Selon acte d’huissier en date du 4 juillet 2025, la SA [10] a fait signifier à Madame [W] [U] un commandement d’avoir à quitter les lieux sans délai.
Ces actes n’ayant pas été signifiés au curateur de Madame [W] [U], la SA [10] a fait de nouveau signifier cette décision à l’intéressée, ainsi qu’à Madame [H] [O], sa curatrice, par actes en date du 26 septembre 2025.
De même, la SA [10] a fait signifier un nouveau commandement de quitter les lieux, tant à [W] [U] par Madame [H] [O], sa curatrice, par actes en date du 26 septembre 2025.
***
Par requête reçue au greffe le 30 septembre 2025, Madame [W] [U], assistée de sa curatrice Madame [H] [O], a sollicité la convocation de la SA [10] devant le juge de l’exécution du tribunal judiciaire de Grasse en vue, notamment, de l’octroi de délais pour quitter les lieux.
Les parties ont régulièrement été convoquées à l’audience du 21 octobre 2025, par le greffe.

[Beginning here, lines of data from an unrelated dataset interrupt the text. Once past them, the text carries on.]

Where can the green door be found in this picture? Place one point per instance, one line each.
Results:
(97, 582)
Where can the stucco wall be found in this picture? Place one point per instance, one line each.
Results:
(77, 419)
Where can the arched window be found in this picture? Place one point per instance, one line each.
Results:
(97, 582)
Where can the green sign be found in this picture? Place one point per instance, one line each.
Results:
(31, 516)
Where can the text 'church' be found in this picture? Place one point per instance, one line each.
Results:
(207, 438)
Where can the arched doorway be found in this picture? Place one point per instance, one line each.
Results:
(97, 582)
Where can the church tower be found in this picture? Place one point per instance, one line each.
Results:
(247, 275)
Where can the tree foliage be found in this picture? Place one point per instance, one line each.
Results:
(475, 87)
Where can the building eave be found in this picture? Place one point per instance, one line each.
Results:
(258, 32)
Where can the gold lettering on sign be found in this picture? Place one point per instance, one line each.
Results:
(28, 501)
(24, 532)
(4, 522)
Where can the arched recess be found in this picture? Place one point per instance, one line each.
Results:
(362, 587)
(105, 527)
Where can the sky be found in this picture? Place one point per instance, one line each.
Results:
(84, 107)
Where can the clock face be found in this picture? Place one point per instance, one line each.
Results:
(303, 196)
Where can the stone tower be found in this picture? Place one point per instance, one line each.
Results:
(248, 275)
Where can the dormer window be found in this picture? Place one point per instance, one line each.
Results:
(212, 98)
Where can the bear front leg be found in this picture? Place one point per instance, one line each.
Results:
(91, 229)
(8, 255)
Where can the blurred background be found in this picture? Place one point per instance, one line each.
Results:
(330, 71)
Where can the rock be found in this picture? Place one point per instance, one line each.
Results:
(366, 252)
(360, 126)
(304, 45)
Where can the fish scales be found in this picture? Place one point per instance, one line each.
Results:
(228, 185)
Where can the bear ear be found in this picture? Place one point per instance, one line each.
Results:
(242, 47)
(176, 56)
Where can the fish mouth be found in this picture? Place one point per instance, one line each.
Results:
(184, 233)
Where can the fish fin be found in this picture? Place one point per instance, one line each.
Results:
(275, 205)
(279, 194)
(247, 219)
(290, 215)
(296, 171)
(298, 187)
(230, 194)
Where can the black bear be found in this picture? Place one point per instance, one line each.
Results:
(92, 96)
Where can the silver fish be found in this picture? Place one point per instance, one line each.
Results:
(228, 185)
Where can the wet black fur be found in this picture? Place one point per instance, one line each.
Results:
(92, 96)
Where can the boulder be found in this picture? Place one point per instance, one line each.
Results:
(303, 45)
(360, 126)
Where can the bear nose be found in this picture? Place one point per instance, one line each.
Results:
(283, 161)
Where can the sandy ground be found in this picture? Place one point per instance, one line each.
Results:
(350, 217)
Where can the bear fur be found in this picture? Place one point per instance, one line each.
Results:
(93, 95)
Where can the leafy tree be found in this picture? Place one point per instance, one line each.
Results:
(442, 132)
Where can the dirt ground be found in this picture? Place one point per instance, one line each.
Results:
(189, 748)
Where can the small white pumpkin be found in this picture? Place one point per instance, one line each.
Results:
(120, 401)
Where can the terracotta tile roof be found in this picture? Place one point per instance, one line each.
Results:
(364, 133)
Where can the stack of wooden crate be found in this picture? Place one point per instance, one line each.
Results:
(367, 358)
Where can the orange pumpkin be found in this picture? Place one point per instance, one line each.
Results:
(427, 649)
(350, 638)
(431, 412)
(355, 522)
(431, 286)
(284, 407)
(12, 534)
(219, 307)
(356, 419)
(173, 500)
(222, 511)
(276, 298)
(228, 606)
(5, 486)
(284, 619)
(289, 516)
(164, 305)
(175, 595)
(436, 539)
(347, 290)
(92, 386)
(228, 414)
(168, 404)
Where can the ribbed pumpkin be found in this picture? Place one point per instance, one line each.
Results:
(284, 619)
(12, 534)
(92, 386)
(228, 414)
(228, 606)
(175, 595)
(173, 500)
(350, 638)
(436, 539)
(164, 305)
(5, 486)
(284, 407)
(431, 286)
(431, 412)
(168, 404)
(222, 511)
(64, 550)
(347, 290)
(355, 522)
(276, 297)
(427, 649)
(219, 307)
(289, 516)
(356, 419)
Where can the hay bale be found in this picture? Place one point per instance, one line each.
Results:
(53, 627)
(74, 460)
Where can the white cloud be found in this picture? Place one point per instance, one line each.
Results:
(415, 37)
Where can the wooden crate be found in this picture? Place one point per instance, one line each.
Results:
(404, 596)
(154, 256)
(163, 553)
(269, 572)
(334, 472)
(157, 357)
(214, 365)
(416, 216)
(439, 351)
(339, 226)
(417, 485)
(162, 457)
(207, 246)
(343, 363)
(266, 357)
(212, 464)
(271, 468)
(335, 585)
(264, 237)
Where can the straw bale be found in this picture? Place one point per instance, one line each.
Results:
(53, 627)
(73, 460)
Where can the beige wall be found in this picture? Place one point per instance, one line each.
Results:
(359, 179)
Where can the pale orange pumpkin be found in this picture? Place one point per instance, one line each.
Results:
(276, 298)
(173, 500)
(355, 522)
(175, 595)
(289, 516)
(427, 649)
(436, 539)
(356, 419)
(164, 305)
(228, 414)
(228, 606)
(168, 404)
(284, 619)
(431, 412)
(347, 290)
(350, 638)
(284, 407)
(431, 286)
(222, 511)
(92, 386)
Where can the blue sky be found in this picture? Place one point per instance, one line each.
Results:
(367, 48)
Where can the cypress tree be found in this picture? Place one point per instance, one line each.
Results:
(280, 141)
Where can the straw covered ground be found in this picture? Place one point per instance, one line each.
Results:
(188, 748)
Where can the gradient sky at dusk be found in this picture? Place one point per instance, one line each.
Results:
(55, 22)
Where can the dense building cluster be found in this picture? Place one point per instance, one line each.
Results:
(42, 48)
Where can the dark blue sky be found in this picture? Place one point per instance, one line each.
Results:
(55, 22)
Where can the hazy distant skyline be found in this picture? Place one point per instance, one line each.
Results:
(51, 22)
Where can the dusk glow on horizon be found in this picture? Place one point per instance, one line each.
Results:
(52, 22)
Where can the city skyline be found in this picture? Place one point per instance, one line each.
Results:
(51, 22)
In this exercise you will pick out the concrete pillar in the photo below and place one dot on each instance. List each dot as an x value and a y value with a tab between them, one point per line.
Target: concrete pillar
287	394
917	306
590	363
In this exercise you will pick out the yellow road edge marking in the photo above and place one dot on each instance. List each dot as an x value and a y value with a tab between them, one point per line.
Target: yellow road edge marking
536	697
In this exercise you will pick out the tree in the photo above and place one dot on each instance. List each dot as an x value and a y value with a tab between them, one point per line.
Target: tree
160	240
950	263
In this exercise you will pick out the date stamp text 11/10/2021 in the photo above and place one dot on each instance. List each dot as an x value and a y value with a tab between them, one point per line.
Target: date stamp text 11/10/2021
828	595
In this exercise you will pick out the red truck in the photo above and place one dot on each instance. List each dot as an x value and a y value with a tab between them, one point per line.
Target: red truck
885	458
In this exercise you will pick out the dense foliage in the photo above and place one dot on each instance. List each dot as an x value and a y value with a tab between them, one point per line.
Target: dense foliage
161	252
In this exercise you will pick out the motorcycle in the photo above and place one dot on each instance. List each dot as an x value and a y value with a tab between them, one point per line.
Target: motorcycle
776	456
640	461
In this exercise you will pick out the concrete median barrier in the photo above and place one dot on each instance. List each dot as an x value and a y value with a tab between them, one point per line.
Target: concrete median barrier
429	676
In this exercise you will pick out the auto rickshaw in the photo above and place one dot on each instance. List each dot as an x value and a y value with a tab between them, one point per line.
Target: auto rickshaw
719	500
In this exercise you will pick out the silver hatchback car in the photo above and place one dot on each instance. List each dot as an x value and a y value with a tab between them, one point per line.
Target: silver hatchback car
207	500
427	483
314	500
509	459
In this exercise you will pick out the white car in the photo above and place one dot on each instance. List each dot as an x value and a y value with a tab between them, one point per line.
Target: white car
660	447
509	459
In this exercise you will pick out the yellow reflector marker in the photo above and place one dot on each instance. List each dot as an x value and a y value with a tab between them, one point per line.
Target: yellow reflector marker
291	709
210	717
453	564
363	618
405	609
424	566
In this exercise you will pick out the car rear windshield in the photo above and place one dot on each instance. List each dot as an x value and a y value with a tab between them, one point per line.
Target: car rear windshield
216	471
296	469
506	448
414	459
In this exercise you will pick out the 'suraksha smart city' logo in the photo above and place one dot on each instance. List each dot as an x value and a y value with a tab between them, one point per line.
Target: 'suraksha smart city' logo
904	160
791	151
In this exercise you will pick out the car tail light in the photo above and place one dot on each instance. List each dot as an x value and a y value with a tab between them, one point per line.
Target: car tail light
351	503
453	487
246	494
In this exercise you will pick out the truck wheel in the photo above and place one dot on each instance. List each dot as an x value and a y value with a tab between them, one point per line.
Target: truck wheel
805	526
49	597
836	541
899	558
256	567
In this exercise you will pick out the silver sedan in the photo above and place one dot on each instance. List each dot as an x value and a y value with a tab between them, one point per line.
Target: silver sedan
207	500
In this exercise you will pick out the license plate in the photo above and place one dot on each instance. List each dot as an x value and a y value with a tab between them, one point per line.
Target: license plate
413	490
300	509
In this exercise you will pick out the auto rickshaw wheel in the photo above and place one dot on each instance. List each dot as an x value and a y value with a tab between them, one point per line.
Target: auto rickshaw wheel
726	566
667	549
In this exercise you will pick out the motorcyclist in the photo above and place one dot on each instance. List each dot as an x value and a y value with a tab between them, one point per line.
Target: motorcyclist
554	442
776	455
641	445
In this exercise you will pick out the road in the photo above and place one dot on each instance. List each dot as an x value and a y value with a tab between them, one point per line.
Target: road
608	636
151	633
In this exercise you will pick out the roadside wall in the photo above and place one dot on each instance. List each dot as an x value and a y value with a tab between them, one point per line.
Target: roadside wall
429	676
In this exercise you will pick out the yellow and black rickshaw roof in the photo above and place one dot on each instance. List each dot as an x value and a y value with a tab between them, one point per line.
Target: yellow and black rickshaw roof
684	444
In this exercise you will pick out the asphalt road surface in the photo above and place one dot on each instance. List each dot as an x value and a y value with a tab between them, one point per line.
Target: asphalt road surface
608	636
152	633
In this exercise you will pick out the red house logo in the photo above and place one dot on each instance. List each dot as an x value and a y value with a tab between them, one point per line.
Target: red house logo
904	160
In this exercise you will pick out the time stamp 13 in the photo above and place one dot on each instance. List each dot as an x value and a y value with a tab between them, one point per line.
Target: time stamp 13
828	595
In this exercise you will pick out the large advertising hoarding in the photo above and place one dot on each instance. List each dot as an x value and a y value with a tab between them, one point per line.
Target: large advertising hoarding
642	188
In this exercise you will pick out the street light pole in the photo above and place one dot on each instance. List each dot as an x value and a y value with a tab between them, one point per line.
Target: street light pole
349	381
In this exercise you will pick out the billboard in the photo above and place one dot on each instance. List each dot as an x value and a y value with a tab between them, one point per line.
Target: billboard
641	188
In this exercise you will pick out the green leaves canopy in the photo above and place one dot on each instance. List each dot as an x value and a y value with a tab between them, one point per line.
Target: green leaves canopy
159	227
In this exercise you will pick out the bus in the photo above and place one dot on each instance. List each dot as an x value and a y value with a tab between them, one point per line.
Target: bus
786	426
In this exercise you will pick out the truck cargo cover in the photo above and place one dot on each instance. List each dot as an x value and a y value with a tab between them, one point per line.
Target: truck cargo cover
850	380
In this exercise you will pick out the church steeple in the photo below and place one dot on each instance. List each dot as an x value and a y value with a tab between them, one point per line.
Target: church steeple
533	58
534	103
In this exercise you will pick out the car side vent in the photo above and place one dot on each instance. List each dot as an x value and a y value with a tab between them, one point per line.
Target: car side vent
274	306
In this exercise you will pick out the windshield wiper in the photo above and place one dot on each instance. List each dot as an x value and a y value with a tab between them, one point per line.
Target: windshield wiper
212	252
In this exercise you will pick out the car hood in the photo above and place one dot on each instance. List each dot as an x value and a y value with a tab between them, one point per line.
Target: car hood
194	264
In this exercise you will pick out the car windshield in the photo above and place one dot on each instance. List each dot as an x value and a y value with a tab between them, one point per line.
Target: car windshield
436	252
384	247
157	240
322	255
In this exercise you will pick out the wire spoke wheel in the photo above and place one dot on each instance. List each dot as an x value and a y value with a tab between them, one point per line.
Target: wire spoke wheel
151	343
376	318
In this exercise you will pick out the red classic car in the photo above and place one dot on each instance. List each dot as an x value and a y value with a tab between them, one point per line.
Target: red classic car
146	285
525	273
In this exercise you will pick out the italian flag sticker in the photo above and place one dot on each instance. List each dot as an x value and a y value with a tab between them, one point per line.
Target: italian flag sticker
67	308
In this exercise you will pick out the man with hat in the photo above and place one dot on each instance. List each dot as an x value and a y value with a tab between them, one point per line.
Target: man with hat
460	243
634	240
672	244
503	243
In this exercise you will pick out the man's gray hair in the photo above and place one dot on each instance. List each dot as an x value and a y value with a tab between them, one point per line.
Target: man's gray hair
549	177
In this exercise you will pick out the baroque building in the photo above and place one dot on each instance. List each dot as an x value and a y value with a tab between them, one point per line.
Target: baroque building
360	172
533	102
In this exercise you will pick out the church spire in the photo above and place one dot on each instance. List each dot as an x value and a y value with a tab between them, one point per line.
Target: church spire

Vu les conclusions de Madame [W] [U], assistée de Madame [H] [O], sa curatrice, au terme desquelles elle sollicite du juge de l’exécution, au visa des articles 467, 468 et 494-1 du code civil, 1230-1 du code de procédure civile, L.412-3 et L.412-4 code des procédures civiles de :
Juger que la demande de délais pour quitter les lieux est recevable et bien fondée ;Juger que les démarches accomplies par Madame [H] [O], au nom et pour le compte de Madame [U], témoignent de la bonne foi de l’occupante ;Juger que Madame [H] [O] a, au nom de de Madame [W] [U] et pour le compte de celle-ci, accompli toutes les démarches permettant son relogement ;Juger que, par conséquent, elle disposera d’un délai supplémentaire d’un an pour quitter le logement ;Débouter la SA [10] de l’ensemble de ses demandes, fins et conclusions ;Débouter la SA [10] de sa demande de condamnation sur le fondement de l’article 700 du code de procédure civile, outre les dépens
Vu les conclusions de la SA [10], au terme desquelles elle sollicite de la présente juridiction, au visa des articles L.412-4 et L.412-13 du code des procédures civiles d’exécution et 114 du code de procédure civile, de :
Constater que Madame [W] [U], assistée de sa curatrice, n’apporte pas la preuve des difficultés rencontrées pour se reloger ;Constater qu’elle ne règle pas son indemnité d’occupation et que sa dette locative a augmenté depuis le jugement ordonnant son expulsion ;Constater que le juge des contentieux de la protection a dérogé aux délais prévus par les articles L.412-1 et suivants, R.411-1 et suivants, R.412-1 et suivants du code des procédures civiles d’exécution, ordonnant son expulsion immédiate en l’état de l’insalubrité de l’appartement, découlant de son manquement grave et répété à l’obligation d’entretien ;Constater que le manque d’entretien de l’appartement persiste à la date de l’audience et que l’occupation de l’appartement par Madame [W] [U] génère des nuisances pour les autres occupants de la résidence ;Dire et juger, en conséquence, que Madame [W] [U], assistée de sa curatrice, ne peut être qualifiée de locataire de bonne foi, qualité exigée pour lui accorder des délais à son expulsion ;Débouter, en conséquence, Madame [W] [U] assistée de sa curatrice de sa demande d’octroi d’un délai à son expulsion ;La débouter de l’intégralité de ses demandes, fins et conclusions ;Condamner Madame [W] [U] assistée de sa curatrice au paiement de la somme de 1 500 € sur le fondement de l’article 700 du code de procédure civile, outre les dépens.À l’audience, les parties ont développé se sont référées aux moyens et prétentions contenus dans leurs écritures.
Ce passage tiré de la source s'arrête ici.